As outlined above, three NASA GPM–IMREG products were assessed, named according to the initial assessment of the satellite records, and specifically the “Early”, the “Late”, and the “Final” products, which include further post-processing based on the ground meteorological observations. The “Final” product has significant differences in comparison with the corresponding “Early” and “Late” versions, due to the use of a climate change adjustment factor. It significantly underestimates the magnitude of the precipitation and presents a “buffered” and smooth temporal distribution, contrary to the data captured by local, ground measurements. Therefore, it fails to reproduce the IANOS rainfall spatial event. It seems that the “Late” product is the most suitable for describing the spatial variability of the extreme meteorological event, since it presents a better fit for the ground measurements of the representative ground stations for the study area, in terms of total precipitation, as well as the temporal distribution of precipitation. Figure 5 depicts the NASA satellite products for different time records. The higher rainfall records in the vicinity of the study area for both Early and Late products can be seen.

Except for the above, two reanalysis remote sensing products were also gathered and analyzed in conjunction with three NASA GPM–IMREG estimates: the ERA5 land-CNR and the MERRA land-NASA reanalysis products. Both of them underestimate the rainfall in comparison with the NASA-GPM–IMREG, as observed in Figure 6.

Following on from the above comparative analysis, it can be concluded that NASA’s and CNR’s remote products show better agreements and greater rainfall depths in the south and southeast of the study area. In contrast, ERA5 land (ECMWF) shows higher rainfall depths in the southwest of the study area. Figure 7 exhibits the daily cumulative rainfall depths retrieved by the aforementioned remote sensing products. The NASA GPM–IMREG Late product shows a higher daily rainfall depth of up to 200 mm and a better performance for the greater area of the city of Karditsa.

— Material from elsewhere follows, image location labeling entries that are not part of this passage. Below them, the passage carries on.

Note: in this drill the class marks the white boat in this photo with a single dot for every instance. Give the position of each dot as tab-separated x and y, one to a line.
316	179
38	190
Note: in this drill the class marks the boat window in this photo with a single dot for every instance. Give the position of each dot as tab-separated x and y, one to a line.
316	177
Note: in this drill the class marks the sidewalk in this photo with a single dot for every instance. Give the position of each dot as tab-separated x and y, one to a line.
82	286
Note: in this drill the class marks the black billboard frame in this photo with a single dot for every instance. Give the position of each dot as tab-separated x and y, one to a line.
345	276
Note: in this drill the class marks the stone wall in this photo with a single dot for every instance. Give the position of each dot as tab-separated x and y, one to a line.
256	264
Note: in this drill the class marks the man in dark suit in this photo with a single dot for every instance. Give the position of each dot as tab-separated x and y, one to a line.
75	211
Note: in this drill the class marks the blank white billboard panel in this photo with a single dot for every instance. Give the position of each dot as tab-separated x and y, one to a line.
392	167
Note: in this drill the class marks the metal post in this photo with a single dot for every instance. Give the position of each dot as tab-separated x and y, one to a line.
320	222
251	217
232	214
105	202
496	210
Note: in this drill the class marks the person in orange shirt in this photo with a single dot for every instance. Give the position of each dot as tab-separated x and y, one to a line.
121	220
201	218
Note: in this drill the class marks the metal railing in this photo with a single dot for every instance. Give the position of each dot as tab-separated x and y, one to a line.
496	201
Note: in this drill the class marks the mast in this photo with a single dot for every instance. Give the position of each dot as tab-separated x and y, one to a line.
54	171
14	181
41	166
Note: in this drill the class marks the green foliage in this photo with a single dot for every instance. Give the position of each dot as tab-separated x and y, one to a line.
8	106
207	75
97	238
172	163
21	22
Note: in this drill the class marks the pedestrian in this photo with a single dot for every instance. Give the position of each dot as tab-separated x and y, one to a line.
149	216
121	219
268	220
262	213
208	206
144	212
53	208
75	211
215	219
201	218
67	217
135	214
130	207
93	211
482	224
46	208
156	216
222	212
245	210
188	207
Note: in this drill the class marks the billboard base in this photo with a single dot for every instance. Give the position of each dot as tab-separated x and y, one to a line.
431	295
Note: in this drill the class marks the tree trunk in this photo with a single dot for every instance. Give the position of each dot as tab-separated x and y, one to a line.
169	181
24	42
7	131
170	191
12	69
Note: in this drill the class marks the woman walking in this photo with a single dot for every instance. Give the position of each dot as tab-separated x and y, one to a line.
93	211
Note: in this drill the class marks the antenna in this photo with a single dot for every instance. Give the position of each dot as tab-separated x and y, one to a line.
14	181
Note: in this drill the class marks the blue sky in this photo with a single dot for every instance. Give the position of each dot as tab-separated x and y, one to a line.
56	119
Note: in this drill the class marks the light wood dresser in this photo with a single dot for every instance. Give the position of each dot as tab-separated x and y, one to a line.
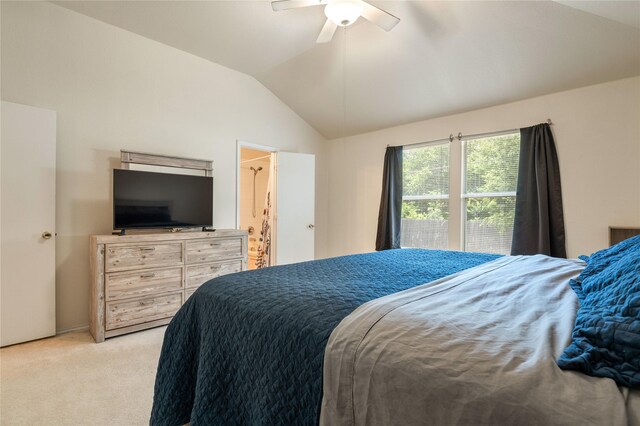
140	281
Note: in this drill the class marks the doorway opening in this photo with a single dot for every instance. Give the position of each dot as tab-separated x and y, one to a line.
256	203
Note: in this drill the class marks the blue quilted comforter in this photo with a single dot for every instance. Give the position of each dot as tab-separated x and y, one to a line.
247	348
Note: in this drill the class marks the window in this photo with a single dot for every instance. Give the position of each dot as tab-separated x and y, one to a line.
425	196
461	195
490	168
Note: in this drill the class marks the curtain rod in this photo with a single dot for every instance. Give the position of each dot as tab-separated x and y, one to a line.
460	136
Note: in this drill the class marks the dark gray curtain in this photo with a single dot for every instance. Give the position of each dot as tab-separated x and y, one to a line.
389	217
539	220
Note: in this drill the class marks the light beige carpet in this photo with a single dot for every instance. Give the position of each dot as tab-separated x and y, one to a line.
70	380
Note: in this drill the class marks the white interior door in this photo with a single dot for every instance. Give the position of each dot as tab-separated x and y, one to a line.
295	207
27	213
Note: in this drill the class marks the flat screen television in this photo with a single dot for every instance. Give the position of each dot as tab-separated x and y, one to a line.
161	200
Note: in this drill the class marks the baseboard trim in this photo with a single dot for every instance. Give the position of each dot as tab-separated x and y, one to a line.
71	330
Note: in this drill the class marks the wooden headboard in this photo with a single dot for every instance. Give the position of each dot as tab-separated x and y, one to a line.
620	233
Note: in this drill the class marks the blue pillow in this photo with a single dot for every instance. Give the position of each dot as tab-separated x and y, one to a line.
602	259
606	336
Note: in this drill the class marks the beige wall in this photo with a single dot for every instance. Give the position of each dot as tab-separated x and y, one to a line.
597	132
113	89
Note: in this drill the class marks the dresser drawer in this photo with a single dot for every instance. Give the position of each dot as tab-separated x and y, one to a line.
188	292
120	285
123	314
124	257
199	274
213	249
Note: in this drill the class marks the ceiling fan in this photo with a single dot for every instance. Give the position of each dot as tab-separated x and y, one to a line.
341	13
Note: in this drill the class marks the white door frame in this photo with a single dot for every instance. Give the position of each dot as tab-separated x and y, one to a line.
274	179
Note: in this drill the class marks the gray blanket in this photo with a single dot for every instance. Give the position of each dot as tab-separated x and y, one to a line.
478	347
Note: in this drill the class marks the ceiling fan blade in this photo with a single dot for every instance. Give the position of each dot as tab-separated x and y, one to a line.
293	4
383	19
327	32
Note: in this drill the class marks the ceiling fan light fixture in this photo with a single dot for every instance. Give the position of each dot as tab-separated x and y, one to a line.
343	12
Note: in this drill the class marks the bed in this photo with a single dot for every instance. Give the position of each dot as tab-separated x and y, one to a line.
397	337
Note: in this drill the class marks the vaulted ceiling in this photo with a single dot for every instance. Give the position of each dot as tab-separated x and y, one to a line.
443	57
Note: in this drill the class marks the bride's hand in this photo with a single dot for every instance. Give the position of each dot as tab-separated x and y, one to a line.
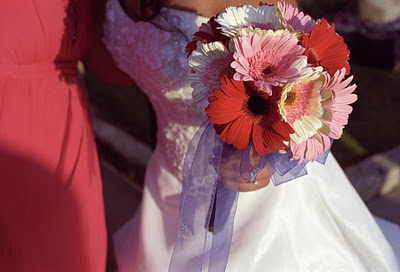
261	181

ERA-5 and CNR products present substantially lower records, of up to 100 mm.

All the remote sensing products failed to provide accurate rainfall records in comparison with the gauged rainfall records. Specifically, the 15-min records from the Plastiras dam gauge station west of the study area exhibit a relatively higher record of approximately 530 mm in the 15-h time period on the 18 September 2020. Karditsa’s rainfall gauge station provides a lower record of 220 mm for the same record period (Figure 8).

Although the remote sensing precipitation products underestimated the magnitude and intensity of the phenomenon, they provided useful insights regarding the evolution and spatial variation of the phenomenon. The spatial information revealed, indicates that the available gauging stations captured the spatial variability of the event’s precipitation and could be used for the hydrological investigation. In the light of the above analysis, the gauge rainfall records were the most suitable for the flooding event analysis; and following a Thiessen analysis, the point records of Plastiras dam station and Karditsas station were mapped over the sub-catchment of the study area. The mountainous sub-catchments have a significantly higher rainfall input, influenced by the Plastiras dam record representing 30% of the total catchment study area. The low-lying catchments were impacted by Karditsa’s station rainfall record.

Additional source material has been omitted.